Reported: 2019-09-11 10:17 MDT by Robert Tweedy
Modified: 2019-09-16 11:42 MDT (History)
2 users (show)

See Also:
Site: -Other-
Alineos Sites: ---
Atos/Eviden Sites: ---
Confidential Site: ---
Coreweave sites: ---
Cray Sites: ---
DS9 clusters: ---
HPCnow Sites: ---
HPE Sites: ---
IBM Sites: ---
NOAA SIte: ---
OCF Sites: ---
Recursion Pharma Sites: ---
SFW Sites: ---
SNIC sites: ---
Linux Distro: ---
Machine Name:
CLE Version:
Version Fixed: 19.05.3 20.02.0-pre1
Target Release: ---
DevPrio: ---
Emory-Cloud Sites: ---


Attachments
Patch file to comment out re-definition of select_plugin_type variable. (381 bytes, patch)
2019-09-11 10:17 MDT, Robert Tweedy
Details | Diff

Note You need to log in before you can comment on or make changes to this ticket.
Description Robert Tweedy 2019-09-11 10:17:01 MDT
Created attachment 11541 [details]
Patch file to comment out re-definition of select_plugin_type variable.

Overview:
In the gres_plugin_job_revalidate function located in src/common/gres.c, the variable 'select_plugin_type' is defined again with a value of NO_VAL after having previously been defined elsewhere in the code. This re-defined value is then immediately tested to see if its value is SELECT_TYPE_CONS_TRES, which will always fail due to having been set to NO_VAL.

Steps to reproduce:
1) Submit a job using an option supported only by the cons_tres plugin (such as requesting a GPU using -G 1).
2) Restart slurmctld (or run 'scontrol reconfig').

Actual results:
Jobs using the cons_tres options are stopped upon a slurmctld restart or 'scontrol reload' even if the select plugin has not been changed from "select/cons_tres" in slurm.conf. The error provided by slurmctld's log is "error: Aborting JobId=<jobID> due to use of unsupported GRES options".

Expected results:
Jobs using the cons_tres options contine to run (assuming that whatever change made to slurm.conf wouldn't otherwise cause the job to be stopped).

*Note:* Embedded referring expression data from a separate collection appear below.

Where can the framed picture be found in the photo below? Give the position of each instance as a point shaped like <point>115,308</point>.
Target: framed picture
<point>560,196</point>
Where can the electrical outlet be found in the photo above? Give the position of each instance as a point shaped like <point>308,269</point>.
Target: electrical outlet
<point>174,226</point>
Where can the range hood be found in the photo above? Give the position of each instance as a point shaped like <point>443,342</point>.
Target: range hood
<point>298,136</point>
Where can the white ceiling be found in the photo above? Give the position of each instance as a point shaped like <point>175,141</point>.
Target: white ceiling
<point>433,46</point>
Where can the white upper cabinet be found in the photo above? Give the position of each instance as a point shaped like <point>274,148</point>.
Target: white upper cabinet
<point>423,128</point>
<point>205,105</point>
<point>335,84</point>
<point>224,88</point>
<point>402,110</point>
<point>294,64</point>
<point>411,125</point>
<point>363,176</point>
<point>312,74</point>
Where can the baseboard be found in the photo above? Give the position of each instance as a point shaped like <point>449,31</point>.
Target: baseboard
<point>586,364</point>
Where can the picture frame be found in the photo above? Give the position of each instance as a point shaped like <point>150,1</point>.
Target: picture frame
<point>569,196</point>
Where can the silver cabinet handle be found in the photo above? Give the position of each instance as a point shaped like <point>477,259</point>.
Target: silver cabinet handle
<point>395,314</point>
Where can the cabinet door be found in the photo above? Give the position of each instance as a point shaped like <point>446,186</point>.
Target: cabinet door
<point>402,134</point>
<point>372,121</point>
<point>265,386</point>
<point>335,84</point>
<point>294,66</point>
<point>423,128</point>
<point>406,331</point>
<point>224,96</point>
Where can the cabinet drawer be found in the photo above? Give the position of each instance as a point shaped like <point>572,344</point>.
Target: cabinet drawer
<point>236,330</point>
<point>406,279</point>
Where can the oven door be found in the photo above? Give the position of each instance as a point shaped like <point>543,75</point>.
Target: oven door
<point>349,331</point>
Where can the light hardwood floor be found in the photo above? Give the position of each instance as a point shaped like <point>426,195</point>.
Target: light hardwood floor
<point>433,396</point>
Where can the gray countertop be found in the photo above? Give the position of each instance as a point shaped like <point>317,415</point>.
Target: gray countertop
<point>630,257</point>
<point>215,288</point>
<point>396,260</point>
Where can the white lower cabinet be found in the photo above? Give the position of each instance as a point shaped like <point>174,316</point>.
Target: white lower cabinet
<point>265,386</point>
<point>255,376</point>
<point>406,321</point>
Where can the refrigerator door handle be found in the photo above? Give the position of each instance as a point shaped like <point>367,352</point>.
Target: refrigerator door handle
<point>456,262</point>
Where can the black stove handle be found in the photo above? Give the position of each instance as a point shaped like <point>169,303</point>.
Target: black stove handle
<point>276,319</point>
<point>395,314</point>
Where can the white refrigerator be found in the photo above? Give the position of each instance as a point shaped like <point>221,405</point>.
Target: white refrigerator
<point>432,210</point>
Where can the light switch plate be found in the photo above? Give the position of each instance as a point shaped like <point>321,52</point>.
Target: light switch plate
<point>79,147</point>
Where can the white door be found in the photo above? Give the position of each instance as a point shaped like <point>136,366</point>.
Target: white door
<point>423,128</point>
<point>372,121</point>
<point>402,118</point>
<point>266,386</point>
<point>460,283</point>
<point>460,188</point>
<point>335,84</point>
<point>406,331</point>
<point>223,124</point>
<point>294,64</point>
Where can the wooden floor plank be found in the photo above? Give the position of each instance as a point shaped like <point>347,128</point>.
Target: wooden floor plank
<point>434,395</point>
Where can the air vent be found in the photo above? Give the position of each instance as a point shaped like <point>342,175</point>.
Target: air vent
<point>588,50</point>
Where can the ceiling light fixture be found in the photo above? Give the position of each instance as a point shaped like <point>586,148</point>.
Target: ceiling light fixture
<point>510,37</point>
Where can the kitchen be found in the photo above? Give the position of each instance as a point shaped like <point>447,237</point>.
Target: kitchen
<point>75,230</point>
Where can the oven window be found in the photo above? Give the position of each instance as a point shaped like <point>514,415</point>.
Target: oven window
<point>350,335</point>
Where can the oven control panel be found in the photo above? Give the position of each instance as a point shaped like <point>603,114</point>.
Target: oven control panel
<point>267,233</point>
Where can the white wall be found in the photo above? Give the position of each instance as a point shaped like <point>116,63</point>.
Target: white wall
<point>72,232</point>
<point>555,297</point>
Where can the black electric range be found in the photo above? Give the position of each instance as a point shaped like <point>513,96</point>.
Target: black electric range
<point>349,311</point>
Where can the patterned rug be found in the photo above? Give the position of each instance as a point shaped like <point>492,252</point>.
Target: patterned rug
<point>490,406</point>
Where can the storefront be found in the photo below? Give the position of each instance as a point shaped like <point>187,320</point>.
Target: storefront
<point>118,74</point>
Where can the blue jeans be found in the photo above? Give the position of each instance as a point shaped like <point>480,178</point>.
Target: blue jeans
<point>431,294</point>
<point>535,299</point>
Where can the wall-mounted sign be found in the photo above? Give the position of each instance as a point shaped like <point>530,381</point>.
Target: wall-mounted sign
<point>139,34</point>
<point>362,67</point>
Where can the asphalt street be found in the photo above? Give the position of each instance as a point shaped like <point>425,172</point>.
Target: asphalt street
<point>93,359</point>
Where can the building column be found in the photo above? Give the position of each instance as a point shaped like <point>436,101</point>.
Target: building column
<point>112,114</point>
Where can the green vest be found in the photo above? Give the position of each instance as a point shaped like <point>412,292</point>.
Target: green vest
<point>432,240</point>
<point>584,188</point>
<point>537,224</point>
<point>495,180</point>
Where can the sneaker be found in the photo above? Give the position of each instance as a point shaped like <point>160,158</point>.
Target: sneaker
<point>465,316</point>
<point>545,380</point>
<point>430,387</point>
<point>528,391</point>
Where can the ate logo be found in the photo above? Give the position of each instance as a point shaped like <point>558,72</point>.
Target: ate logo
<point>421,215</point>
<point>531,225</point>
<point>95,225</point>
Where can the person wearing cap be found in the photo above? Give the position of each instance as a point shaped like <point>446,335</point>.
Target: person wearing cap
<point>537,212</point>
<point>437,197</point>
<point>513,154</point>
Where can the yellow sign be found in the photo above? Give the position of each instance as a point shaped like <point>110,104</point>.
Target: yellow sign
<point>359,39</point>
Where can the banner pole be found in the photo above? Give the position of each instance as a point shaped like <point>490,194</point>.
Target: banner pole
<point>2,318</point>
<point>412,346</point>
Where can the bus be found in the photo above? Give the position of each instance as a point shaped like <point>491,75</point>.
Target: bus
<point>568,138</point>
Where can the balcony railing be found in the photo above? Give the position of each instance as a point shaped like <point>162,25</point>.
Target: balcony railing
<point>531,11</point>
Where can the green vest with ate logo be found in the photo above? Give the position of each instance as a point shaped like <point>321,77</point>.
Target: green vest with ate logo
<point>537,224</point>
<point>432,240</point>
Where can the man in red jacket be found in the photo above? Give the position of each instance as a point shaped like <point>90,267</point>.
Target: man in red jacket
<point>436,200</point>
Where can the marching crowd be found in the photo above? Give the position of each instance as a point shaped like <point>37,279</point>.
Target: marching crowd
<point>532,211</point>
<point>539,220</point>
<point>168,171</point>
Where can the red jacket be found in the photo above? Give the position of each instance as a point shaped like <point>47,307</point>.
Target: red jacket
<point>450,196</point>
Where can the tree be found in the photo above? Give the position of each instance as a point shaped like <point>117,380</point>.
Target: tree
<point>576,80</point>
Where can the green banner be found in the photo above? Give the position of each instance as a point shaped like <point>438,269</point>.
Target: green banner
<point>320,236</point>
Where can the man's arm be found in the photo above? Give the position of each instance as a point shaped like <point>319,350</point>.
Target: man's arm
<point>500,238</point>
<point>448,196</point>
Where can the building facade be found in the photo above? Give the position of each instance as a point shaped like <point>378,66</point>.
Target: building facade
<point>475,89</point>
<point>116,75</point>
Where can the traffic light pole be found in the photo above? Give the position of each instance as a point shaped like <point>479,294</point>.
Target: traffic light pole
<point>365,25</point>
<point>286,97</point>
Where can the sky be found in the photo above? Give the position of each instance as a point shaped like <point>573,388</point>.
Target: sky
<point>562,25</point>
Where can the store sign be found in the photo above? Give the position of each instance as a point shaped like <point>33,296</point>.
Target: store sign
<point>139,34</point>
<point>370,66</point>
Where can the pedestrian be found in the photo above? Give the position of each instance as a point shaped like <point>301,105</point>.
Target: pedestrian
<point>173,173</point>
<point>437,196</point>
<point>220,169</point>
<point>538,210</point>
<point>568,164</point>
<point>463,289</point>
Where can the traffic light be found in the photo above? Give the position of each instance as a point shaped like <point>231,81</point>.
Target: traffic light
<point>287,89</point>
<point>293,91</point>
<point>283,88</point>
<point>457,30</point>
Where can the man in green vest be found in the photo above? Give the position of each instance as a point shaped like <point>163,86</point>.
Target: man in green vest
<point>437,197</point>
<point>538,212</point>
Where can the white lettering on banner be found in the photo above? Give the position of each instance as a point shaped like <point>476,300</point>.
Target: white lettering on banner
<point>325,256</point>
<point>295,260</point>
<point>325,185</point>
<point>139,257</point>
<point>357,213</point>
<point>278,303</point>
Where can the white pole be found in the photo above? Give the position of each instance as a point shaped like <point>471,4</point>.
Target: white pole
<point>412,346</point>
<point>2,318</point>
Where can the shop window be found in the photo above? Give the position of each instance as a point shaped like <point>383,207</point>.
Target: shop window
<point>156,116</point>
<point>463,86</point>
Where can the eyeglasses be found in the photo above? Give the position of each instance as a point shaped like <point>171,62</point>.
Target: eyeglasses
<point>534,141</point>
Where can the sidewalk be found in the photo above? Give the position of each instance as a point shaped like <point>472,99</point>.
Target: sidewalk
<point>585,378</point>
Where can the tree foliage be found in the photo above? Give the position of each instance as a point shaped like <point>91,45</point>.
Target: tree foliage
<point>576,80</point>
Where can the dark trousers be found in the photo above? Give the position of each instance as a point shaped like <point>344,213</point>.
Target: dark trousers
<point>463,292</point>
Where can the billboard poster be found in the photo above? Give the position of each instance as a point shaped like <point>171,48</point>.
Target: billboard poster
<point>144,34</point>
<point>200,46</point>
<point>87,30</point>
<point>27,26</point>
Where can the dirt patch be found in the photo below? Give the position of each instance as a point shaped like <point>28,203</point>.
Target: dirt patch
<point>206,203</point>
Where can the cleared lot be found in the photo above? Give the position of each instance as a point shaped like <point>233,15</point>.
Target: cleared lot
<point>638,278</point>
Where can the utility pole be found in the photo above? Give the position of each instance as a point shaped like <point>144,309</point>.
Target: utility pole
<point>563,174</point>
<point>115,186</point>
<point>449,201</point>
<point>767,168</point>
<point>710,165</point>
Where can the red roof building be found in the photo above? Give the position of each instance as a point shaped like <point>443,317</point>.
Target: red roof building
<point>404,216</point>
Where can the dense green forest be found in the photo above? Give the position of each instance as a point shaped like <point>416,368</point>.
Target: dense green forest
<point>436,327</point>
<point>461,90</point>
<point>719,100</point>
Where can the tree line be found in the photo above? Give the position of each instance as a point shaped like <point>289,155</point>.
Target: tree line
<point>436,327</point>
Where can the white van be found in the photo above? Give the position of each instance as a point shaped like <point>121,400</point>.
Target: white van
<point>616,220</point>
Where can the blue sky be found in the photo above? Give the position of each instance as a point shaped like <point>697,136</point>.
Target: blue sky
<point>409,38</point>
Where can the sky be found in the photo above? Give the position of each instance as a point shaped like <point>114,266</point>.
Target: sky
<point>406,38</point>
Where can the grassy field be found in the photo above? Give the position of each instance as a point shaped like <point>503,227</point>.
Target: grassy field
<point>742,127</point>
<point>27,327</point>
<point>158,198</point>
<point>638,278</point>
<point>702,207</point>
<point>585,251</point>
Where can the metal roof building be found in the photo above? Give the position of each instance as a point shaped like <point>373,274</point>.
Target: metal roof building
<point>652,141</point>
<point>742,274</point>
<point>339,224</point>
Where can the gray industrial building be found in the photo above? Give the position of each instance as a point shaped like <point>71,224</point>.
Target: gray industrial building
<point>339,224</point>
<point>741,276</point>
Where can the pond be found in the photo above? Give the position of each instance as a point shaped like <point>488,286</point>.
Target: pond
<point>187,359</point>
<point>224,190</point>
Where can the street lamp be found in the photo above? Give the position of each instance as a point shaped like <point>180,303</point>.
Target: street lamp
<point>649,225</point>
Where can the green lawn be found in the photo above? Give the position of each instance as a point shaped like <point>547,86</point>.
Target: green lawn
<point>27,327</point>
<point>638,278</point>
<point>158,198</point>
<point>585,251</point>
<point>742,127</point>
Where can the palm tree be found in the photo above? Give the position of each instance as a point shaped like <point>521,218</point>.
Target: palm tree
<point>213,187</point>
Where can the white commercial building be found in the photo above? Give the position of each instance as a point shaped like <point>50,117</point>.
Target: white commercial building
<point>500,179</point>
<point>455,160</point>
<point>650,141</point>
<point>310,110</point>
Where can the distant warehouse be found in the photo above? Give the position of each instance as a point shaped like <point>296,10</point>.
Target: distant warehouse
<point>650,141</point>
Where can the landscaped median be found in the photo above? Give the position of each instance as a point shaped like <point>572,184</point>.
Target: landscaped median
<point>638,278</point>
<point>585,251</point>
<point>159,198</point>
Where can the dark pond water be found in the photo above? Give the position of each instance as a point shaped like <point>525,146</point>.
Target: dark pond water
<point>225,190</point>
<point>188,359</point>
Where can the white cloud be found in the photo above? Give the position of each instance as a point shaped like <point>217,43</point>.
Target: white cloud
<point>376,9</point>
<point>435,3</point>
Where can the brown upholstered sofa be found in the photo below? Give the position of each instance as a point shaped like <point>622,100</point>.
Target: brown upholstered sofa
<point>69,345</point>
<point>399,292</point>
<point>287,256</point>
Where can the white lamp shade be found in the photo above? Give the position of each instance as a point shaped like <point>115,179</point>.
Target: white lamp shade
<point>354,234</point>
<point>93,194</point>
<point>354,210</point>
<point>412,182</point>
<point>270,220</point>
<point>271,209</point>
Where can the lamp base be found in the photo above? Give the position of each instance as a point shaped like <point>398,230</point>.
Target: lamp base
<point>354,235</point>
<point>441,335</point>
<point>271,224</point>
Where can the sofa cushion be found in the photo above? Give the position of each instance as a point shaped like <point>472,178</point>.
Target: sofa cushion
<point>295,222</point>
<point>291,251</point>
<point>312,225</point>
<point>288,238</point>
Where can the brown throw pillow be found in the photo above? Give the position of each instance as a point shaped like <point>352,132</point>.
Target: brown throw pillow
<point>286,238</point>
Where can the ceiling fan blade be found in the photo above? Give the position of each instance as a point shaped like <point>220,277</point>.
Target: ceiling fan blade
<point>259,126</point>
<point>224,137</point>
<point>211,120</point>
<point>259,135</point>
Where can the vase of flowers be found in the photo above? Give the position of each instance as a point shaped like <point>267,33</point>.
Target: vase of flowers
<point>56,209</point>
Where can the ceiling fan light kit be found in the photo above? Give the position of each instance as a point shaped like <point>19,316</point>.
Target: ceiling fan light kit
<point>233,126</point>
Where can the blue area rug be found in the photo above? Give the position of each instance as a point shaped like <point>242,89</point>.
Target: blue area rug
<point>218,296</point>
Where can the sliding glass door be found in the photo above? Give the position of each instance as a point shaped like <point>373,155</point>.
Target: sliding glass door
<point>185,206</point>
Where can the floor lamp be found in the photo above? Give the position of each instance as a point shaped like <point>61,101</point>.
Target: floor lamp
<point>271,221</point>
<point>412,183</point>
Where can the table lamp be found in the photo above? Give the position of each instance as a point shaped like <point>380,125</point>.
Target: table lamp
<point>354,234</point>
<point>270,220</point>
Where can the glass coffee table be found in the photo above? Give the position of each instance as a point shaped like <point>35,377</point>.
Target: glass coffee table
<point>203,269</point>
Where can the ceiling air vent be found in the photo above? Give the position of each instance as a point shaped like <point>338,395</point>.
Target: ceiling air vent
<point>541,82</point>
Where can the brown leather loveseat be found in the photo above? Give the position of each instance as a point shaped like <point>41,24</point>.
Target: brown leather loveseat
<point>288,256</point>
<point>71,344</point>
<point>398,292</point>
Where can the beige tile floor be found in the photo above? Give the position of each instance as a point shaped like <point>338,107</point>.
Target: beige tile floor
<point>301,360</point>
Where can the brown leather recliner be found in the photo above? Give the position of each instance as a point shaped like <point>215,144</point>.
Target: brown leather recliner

Attached is a patch file which comments out the line in question. With this line removed, the function works as expected and only stops jobs if the select plugin has been changed from select/cons_tres to another one that doesn't support the new tres options, like select/cons_res.
Comment 1 Marc 2019-09-11 11:27:04 MDT
FYI, in a related bug we filed, I had traced down the problem so the same line of code and was about to propose the same fix before seeing this ticket.
Comment 3 Danny Auble 2019-09-16 11:41:00 MDT
Comment on attachment 11541 [details]
Patch file to comment out re-definition of select_plugin_type variable.

Thanks Robert, a commit that removes this line completely is in 19.05.3.  Commit 2abd2a3d8d6bdc.
Comment 4 Danny Auble 2019-09-16 11:42:00 MDT
Fixed, thanks for bringing it to our attention!

Please reopen if you find something else on this.